Shipping News

by digby


CNN just reported that Condoleeza Rice called for Syria to cooperate in the investigation of the assassination of the Lebanese prime minister. She really ought to keep that issue quiet for the moment.

Check out this report from Robert Parry:

The Bush administration is letting the United Arab Emirates take control of six key U.S. ports despite its own port’s reputation as a smuggling center used by arms traffickers, drug dealers and terrorists, apparently including the assassins of Lebanon’s ex-Prime Minister Rafik Hariri.

Press accounts have noted that the UAE’s port of Dubai served as the main transshipment point for Pakistani nuclear engineer Abdul Q. Khan’s illicit transfers of materiel for building atomic bombs as well as the location of the money-laundering operations used by the Sept. 11 hijackers, two of whom came from the UAE.

But the year-old mystery of the truck-bomb assassination of Hariri also has wound its way through the UAE’s port facilities. United Nations investigators tracked the assassins’ white Mitsubishi Canter Van from Japan, where it had been stolen, to the UAE, according to a Dec. 10, 2005, U.N. report.

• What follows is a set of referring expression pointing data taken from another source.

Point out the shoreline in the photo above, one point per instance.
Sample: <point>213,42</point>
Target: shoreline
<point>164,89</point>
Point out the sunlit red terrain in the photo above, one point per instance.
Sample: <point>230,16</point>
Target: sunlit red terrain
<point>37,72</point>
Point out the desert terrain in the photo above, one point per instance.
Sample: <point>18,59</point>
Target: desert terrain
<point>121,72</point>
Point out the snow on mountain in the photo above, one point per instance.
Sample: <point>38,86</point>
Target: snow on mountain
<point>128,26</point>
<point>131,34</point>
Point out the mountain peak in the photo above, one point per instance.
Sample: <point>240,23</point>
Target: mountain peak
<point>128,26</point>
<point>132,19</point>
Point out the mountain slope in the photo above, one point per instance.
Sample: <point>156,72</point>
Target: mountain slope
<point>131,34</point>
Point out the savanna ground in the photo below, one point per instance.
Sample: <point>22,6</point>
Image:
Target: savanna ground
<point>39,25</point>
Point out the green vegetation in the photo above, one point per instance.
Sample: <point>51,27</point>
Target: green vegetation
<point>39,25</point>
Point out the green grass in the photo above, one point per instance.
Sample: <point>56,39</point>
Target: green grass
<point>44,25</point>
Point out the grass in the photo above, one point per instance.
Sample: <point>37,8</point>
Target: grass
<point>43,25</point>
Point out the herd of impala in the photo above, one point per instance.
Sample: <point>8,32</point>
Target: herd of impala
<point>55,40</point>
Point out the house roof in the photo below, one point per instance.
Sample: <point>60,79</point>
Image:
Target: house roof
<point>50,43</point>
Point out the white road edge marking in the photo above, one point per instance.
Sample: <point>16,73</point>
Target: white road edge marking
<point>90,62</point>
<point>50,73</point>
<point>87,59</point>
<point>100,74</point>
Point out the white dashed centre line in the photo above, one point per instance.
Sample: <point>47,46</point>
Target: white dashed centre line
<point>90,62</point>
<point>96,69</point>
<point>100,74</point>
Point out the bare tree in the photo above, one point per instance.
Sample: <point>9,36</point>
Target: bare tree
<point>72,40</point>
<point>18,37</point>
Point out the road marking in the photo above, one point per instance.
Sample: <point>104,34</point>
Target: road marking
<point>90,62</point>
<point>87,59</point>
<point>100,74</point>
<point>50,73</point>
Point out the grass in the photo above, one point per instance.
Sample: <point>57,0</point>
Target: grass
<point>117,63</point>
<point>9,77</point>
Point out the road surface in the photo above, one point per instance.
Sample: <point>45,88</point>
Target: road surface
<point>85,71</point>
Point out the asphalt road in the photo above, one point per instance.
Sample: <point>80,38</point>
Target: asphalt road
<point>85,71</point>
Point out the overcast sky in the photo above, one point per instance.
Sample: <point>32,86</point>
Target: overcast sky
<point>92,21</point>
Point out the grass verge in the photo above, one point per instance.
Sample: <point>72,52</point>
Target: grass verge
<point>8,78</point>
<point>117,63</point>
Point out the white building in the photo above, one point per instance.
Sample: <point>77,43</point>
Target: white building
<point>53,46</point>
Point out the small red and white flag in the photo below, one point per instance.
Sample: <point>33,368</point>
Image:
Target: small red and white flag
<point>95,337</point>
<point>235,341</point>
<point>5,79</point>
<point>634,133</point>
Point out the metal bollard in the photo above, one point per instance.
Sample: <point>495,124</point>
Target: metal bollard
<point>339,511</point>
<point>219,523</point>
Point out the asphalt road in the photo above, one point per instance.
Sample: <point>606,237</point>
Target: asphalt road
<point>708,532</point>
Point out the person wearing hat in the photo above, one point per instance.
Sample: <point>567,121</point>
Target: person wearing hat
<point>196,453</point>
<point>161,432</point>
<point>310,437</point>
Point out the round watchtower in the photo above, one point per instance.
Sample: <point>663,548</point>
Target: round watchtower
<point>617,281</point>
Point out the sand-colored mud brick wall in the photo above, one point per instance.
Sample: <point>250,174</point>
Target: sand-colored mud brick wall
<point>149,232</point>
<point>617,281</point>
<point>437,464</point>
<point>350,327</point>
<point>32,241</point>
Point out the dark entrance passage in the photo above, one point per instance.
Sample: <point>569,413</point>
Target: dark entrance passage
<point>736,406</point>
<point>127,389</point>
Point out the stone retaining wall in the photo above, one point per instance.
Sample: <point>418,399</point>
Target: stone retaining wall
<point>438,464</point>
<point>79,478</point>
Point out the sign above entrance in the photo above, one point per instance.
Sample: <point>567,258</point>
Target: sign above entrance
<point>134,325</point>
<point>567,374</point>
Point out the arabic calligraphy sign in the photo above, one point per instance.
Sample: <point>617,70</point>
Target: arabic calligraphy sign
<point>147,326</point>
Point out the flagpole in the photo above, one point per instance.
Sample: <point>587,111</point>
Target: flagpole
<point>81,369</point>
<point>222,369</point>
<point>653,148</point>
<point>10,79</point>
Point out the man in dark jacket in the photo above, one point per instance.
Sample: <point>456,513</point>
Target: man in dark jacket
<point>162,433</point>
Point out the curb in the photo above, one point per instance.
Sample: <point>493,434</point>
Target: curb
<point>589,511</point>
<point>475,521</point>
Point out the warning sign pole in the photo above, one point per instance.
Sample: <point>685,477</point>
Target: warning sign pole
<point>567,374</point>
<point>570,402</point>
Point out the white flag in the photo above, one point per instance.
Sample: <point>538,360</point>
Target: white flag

At that time, UAE officials had been unable to track what happened to the van after its arrival in Dubai. Presumably the van was loaded onto another freighter and shipped by sea through the Suez Canal to Lebanon, but the trail had gone cold in the UAE.

While not spelling out the precise status of the investigation in the UAE, the Dec. 10 report said U.N. investigators had sought help from “UAE authorities to trace the movements of this vehicle, including reviewing shipping documents from the UAE and, with the assistance of the UAE authorities, attempting to locate and interview the consignees of the container in which the vehicle or its parts is believed to have been shipped.”

The UAE’s competence – or lack of it – in identifying the “consignees” or the freighter used to transport the van to Lebanon could be the key to solving the Hariri murder. This tracking ability also might demonstrate whether UAE port supervisors have the requisite skills for protecting U.S. ports from terrorist penetration.


The Bush administration anticipated this and made sure this was addressed in the secret agreement:

Under the deal, the government asked Dubai Ports to operate American seaports with existing U.S. managers "to the extent possible." It promised to take "all reasonable steps" to assist the Homeland Security Department, and it pledged to continue participating in security programs to stop smuggling and detect illegal shipments of nuclear materials.


That "reviewing shipping documents" thing might be a little problem though. There is this:

The administration did not require Dubai Ports to keep copies of business records on U.S. soil, where they would be subject to court orders. It also did not require the company to designate an American citizen to accommodate U.S. government requests. Outside legal experts said such obligations are routinely attached to U.S. approvals of foreign sales in other industries.


Let's just hope that DHS doesn't need to look at any "business records" in order to trace terrorist activity in the US. I'm sure it's nothing to worry about.